What stays with her is his knack for seeing challenges before others do. Years ago, she was invited to a meeting Haynie convened with the U.S. Department of Defense, bringing higher education and the military together to collaborate—rather than compete—in the face of shared recruiting and enrollment pressures, long before those pressures became the crisis confronting universities today.
“He recognizes the most important issues early, and he gets the right people in the room to work on them before they become crises,” Andros says. “That combination of foresight, conviction, and the ability to move people toward a shared goal for the greater good is exactly what Syracuse needs as it steps into its next chapter.”

Onondaga County Executive Ryan McMahon witnessed Haynie’s steady, guiding hand during the COVID-19 pandemic and the recruitment of Micron Technology to the Central New York region.

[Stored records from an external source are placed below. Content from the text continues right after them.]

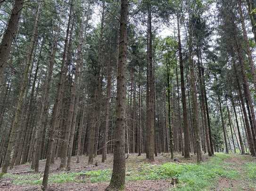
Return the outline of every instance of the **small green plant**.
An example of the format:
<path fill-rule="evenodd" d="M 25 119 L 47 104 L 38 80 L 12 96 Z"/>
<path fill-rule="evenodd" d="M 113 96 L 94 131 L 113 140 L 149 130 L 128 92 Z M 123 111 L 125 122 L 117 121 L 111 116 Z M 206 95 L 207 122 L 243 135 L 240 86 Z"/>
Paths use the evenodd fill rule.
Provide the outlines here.
<path fill-rule="evenodd" d="M 247 162 L 245 164 L 245 170 L 248 177 L 256 180 L 256 163 L 253 162 Z"/>

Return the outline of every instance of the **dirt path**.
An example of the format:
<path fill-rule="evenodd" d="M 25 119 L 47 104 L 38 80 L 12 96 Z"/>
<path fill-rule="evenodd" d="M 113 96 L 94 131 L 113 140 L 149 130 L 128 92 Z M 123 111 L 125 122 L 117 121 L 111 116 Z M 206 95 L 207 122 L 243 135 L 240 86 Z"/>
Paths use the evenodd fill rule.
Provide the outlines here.
<path fill-rule="evenodd" d="M 232 169 L 235 169 L 239 172 L 240 176 L 238 180 L 231 180 L 225 178 L 221 178 L 219 180 L 218 184 L 215 189 L 216 191 L 256 191 L 256 187 L 250 185 L 249 182 L 251 180 L 247 177 L 244 169 L 244 165 L 248 162 L 256 161 L 255 158 L 250 156 L 236 155 L 224 160 L 224 162 L 229 164 L 229 167 Z M 256 184 L 254 184 L 255 185 Z"/>

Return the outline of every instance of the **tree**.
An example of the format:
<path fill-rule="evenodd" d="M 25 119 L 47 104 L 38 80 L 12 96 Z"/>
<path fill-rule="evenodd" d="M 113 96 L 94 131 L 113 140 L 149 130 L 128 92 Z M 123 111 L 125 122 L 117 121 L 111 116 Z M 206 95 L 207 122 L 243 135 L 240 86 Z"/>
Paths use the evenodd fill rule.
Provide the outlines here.
<path fill-rule="evenodd" d="M 111 180 L 107 190 L 124 189 L 125 178 L 125 67 L 127 56 L 127 0 L 122 0 L 120 19 L 119 45 L 116 86 L 116 125 L 115 130 L 113 168 Z"/>

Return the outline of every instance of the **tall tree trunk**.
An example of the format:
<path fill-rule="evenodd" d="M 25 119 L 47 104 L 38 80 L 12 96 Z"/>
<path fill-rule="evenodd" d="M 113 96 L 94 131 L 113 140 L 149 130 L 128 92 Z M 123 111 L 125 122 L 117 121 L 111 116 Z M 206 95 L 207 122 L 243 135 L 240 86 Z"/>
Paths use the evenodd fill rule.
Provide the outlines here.
<path fill-rule="evenodd" d="M 248 13 L 251 20 L 252 31 L 254 36 L 254 40 L 256 43 L 256 14 L 253 12 L 253 10 L 256 8 L 255 3 L 254 0 L 246 0 L 246 2 L 248 6 Z"/>
<path fill-rule="evenodd" d="M 23 0 L 15 0 L 7 28 L 0 44 L 0 90 L 5 82 L 4 70 L 8 65 L 12 42 L 18 30 L 23 1 Z"/>
<path fill-rule="evenodd" d="M 50 165 L 50 162 L 51 160 L 51 157 L 52 154 L 52 148 L 53 143 L 54 142 L 55 133 L 55 130 L 57 129 L 58 125 L 59 124 L 58 122 L 58 119 L 59 117 L 59 111 L 60 108 L 60 104 L 61 102 L 61 95 L 63 94 L 63 85 L 65 79 L 65 73 L 66 69 L 66 51 L 67 48 L 68 44 L 68 37 L 69 32 L 69 26 L 71 22 L 71 12 L 72 10 L 72 0 L 70 1 L 71 2 L 70 15 L 68 22 L 68 26 L 66 30 L 66 38 L 65 39 L 65 43 L 64 45 L 64 50 L 62 55 L 62 61 L 61 63 L 61 69 L 60 70 L 60 74 L 59 75 L 59 79 L 58 83 L 58 84 L 57 92 L 56 95 L 56 99 L 55 103 L 53 107 L 52 112 L 52 118 L 51 122 L 50 124 L 50 127 L 49 128 L 49 141 L 48 143 L 48 146 L 47 147 L 47 156 L 46 156 L 46 161 L 45 163 L 45 167 L 44 168 L 44 173 L 43 174 L 43 178 L 42 181 L 42 188 L 43 191 L 46 190 L 47 189 L 47 185 L 48 183 L 48 177 L 49 176 L 49 171 Z M 63 7 L 63 6 L 62 6 Z M 71 30 L 72 31 L 72 30 Z"/>
<path fill-rule="evenodd" d="M 148 116 L 147 120 L 149 120 L 148 138 L 149 145 L 149 160 L 150 162 L 155 160 L 155 112 L 154 111 L 155 88 L 154 82 L 154 71 L 152 61 L 152 26 L 151 26 L 151 6 L 150 3 L 148 4 L 148 19 L 149 20 L 149 52 L 148 53 L 148 61 L 149 62 L 149 97 Z M 171 130 L 170 130 L 171 134 Z M 172 144 L 171 144 L 171 145 Z"/>
<path fill-rule="evenodd" d="M 23 1 L 22 1 L 22 4 Z M 7 148 L 7 152 L 5 155 L 5 157 L 4 160 L 4 163 L 3 167 L 2 168 L 2 172 L 6 173 L 7 172 L 7 168 L 9 165 L 9 160 L 10 159 L 10 156 L 12 149 L 13 143 L 15 141 L 15 137 L 16 136 L 17 131 L 18 130 L 18 124 L 20 120 L 20 115 L 21 114 L 22 106 L 23 104 L 24 93 L 25 92 L 25 90 L 27 85 L 28 81 L 28 75 L 29 69 L 31 63 L 31 60 L 32 58 L 32 54 L 34 51 L 34 48 L 36 43 L 37 41 L 38 38 L 38 23 L 39 20 L 39 14 L 40 12 L 40 7 L 41 5 L 41 2 L 39 2 L 38 5 L 38 8 L 37 10 L 37 13 L 36 14 L 35 23 L 34 25 L 34 29 L 33 30 L 32 37 L 31 37 L 31 40 L 30 41 L 30 45 L 29 48 L 27 52 L 27 56 L 26 58 L 25 61 L 25 68 L 24 71 L 24 74 L 23 75 L 23 79 L 22 80 L 21 84 L 21 87 L 19 92 L 19 99 L 16 107 L 15 112 L 15 117 L 14 118 L 14 125 L 12 129 L 10 134 L 9 142 L 8 143 L 8 146 Z"/>
<path fill-rule="evenodd" d="M 240 101 L 241 101 L 241 106 L 242 107 L 242 110 L 244 115 L 244 119 L 245 124 L 245 129 L 246 130 L 246 132 L 247 132 L 248 135 L 248 140 L 249 143 L 249 148 L 250 148 L 250 152 L 253 156 L 255 156 L 256 154 L 256 150 L 255 150 L 255 145 L 253 140 L 253 137 L 252 135 L 252 132 L 250 129 L 250 125 L 249 124 L 249 121 L 248 120 L 248 117 L 247 115 L 247 113 L 246 112 L 246 110 L 245 107 L 244 101 L 243 99 L 243 95 L 242 94 L 242 91 L 241 86 L 239 82 L 239 80 L 238 76 L 237 71 L 236 69 L 236 66 L 234 65 L 233 68 L 235 69 L 235 75 L 236 75 L 236 80 L 237 82 L 237 89 L 238 91 L 238 94 L 239 95 L 239 98 L 240 99 Z"/>
<path fill-rule="evenodd" d="M 233 14 L 233 13 L 232 13 Z M 235 25 L 234 21 L 232 21 L 232 24 L 233 25 L 233 29 L 234 31 L 234 35 L 233 38 L 235 40 L 235 43 L 236 46 L 236 51 L 238 53 L 239 65 L 241 69 L 241 72 L 242 74 L 242 85 L 243 88 L 244 89 L 244 96 L 246 99 L 246 101 L 248 102 L 248 106 L 249 107 L 248 108 L 248 112 L 249 112 L 250 110 L 251 115 L 249 115 L 248 117 L 249 119 L 250 119 L 250 117 L 251 116 L 251 121 L 252 122 L 252 125 L 251 125 L 251 132 L 252 135 L 252 138 L 253 139 L 253 142 L 254 144 L 254 146 L 256 146 L 256 136 L 255 135 L 255 132 L 256 132 L 256 118 L 255 116 L 255 114 L 254 112 L 254 107 L 253 104 L 253 100 L 251 97 L 251 93 L 250 92 L 250 90 L 249 89 L 249 84 L 248 83 L 248 79 L 247 76 L 246 76 L 245 72 L 245 62 L 242 56 L 242 45 L 241 42 L 238 39 L 237 36 L 237 26 Z"/>
<path fill-rule="evenodd" d="M 182 104 L 183 121 L 184 123 L 184 157 L 190 158 L 190 130 L 188 122 L 187 114 L 187 104 L 186 102 L 186 92 L 185 92 L 185 82 L 184 80 L 184 67 L 182 54 L 182 43 L 181 40 L 181 32 L 180 30 L 179 16 L 177 17 L 178 40 L 179 46 L 179 56 L 180 60 L 180 69 L 181 72 L 181 86 L 182 89 Z"/>
<path fill-rule="evenodd" d="M 106 125 L 104 130 L 103 142 L 103 148 L 102 148 L 102 156 L 101 159 L 101 161 L 104 162 L 105 160 L 107 159 L 107 141 L 108 140 L 108 128 L 109 127 L 109 101 L 110 100 L 110 96 L 111 93 L 111 81 L 112 81 L 112 66 L 111 65 L 111 45 L 109 48 L 109 57 L 108 59 L 108 65 L 107 66 L 107 98 L 106 101 Z"/>
<path fill-rule="evenodd" d="M 247 36 L 247 32 L 246 31 L 246 29 L 245 28 L 245 24 L 244 22 L 244 16 L 243 15 L 243 12 L 242 11 L 241 8 L 241 0 L 237 0 L 238 4 L 238 11 L 239 15 L 240 15 L 240 19 L 241 19 L 241 23 L 242 24 L 242 30 L 243 31 L 243 36 L 244 37 L 244 40 L 245 42 L 245 45 L 246 47 L 246 53 L 248 55 L 248 58 L 249 59 L 249 63 L 250 67 L 251 74 L 252 76 L 253 84 L 254 85 L 255 90 L 256 90 L 256 73 L 255 73 L 255 68 L 254 66 L 254 63 L 252 58 L 252 51 L 250 48 L 250 45 L 249 44 L 249 40 L 248 40 L 248 37 Z M 255 13 L 251 13 L 255 14 Z M 255 23 L 254 23 L 255 24 Z M 254 29 L 254 30 L 255 30 Z M 256 129 L 255 129 L 256 130 Z"/>
<path fill-rule="evenodd" d="M 224 119 L 223 118 L 223 113 L 222 112 L 222 107 L 221 106 L 221 97 L 219 95 L 218 95 L 218 101 L 219 102 L 219 108 L 220 109 L 220 112 L 221 113 L 221 122 L 222 124 L 222 128 L 223 129 L 223 132 L 224 133 L 224 141 L 225 141 L 225 146 L 226 147 L 226 153 L 229 153 L 229 150 L 228 147 L 228 143 L 227 142 L 227 135 L 226 135 L 226 131 L 225 130 L 225 124 L 224 124 Z"/>
<path fill-rule="evenodd" d="M 113 169 L 111 180 L 107 190 L 121 190 L 125 178 L 125 68 L 126 64 L 128 12 L 127 0 L 122 0 L 117 65 L 116 90 L 116 125 L 115 131 Z"/>
<path fill-rule="evenodd" d="M 139 125 L 137 127 L 137 148 L 139 153 L 138 156 L 141 155 L 141 92 L 140 88 L 141 67 L 139 66 Z"/>
<path fill-rule="evenodd" d="M 227 107 L 227 110 L 228 111 L 228 117 L 229 119 L 229 126 L 230 127 L 230 130 L 231 131 L 231 136 L 232 138 L 232 143 L 233 143 L 233 146 L 234 147 L 234 152 L 236 153 L 236 147 L 235 146 L 235 141 L 234 141 L 234 137 L 233 136 L 233 131 L 232 130 L 232 124 L 231 121 L 231 117 L 230 116 L 230 113 L 229 112 L 229 108 L 228 105 L 228 101 L 226 100 L 226 106 Z"/>
<path fill-rule="evenodd" d="M 208 130 L 209 131 L 209 139 L 210 140 L 210 144 L 211 144 L 211 151 L 212 152 L 212 154 L 214 155 L 214 149 L 213 143 L 212 138 L 212 132 L 211 130 L 211 121 L 210 121 L 210 115 L 209 115 L 209 108 L 208 107 L 208 100 L 207 99 L 206 92 L 204 69 L 202 65 L 201 65 L 201 69 L 202 69 L 203 87 L 204 89 L 204 96 L 205 97 L 205 102 L 206 104 L 206 116 L 207 116 L 207 123 L 208 124 Z"/>
<path fill-rule="evenodd" d="M 232 107 L 233 107 L 233 110 L 234 110 L 234 114 L 235 114 L 235 118 L 236 119 L 236 124 L 237 125 L 237 131 L 238 132 L 238 137 L 239 138 L 239 142 L 240 143 L 240 146 L 241 147 L 241 154 L 244 154 L 245 151 L 244 148 L 244 145 L 243 143 L 243 139 L 242 139 L 242 136 L 241 136 L 241 133 L 240 132 L 240 128 L 238 124 L 238 120 L 237 119 L 237 115 L 236 110 L 236 107 L 235 106 L 235 103 L 234 102 L 234 99 L 233 97 L 231 95 L 231 103 L 232 104 Z"/>
<path fill-rule="evenodd" d="M 203 107 L 203 122 L 206 128 L 205 129 L 205 134 L 206 137 L 206 144 L 207 145 L 207 149 L 208 151 L 208 155 L 209 156 L 213 155 L 212 153 L 212 150 L 211 149 L 211 144 L 210 143 L 210 138 L 209 136 L 209 127 L 208 126 L 208 123 L 207 122 L 207 117 L 206 114 L 206 107 L 205 105 L 205 95 L 204 92 L 204 87 L 203 85 L 203 82 L 202 80 L 202 69 L 201 68 L 201 64 L 200 64 L 200 61 L 199 60 L 199 55 L 198 57 L 198 71 L 199 72 L 199 81 L 200 84 L 200 92 L 201 94 L 201 101 L 202 102 L 202 107 Z M 206 151 L 205 150 L 205 152 Z"/>

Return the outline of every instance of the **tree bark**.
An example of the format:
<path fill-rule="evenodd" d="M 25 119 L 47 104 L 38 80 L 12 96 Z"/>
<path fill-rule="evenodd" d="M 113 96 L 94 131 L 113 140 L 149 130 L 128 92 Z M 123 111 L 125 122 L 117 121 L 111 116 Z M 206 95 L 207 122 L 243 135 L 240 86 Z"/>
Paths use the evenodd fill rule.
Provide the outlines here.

“I think certainly his military background played out during the pandemic as the JMA Wireless Dome turned into essentially one of the largest healthcare testing facilities,” McMahon says of Haynie’s track record of leading the University’s COVID response. “Being able to get the school open, and have it stay open, with the rigorous regulatory environment that we were in was a testament to his leadership.”
McMahon sees that same steady hand at work as the region positions itself around Micron’s planned semiconductor investment. “This next chapter is one where the University has real opportunities to grow in disciplines that maybe historically they weren’t competing in,” he says. “He understands the opportunity at hand.”
Back on campus, Stokes-Rees sees a university positioned to meet the moment.
“At a time when higher education faces real disruption, Syracuse needs a leader who leans into innovation rather than away from it, and that is exactly who Mike Haynie is,” she says.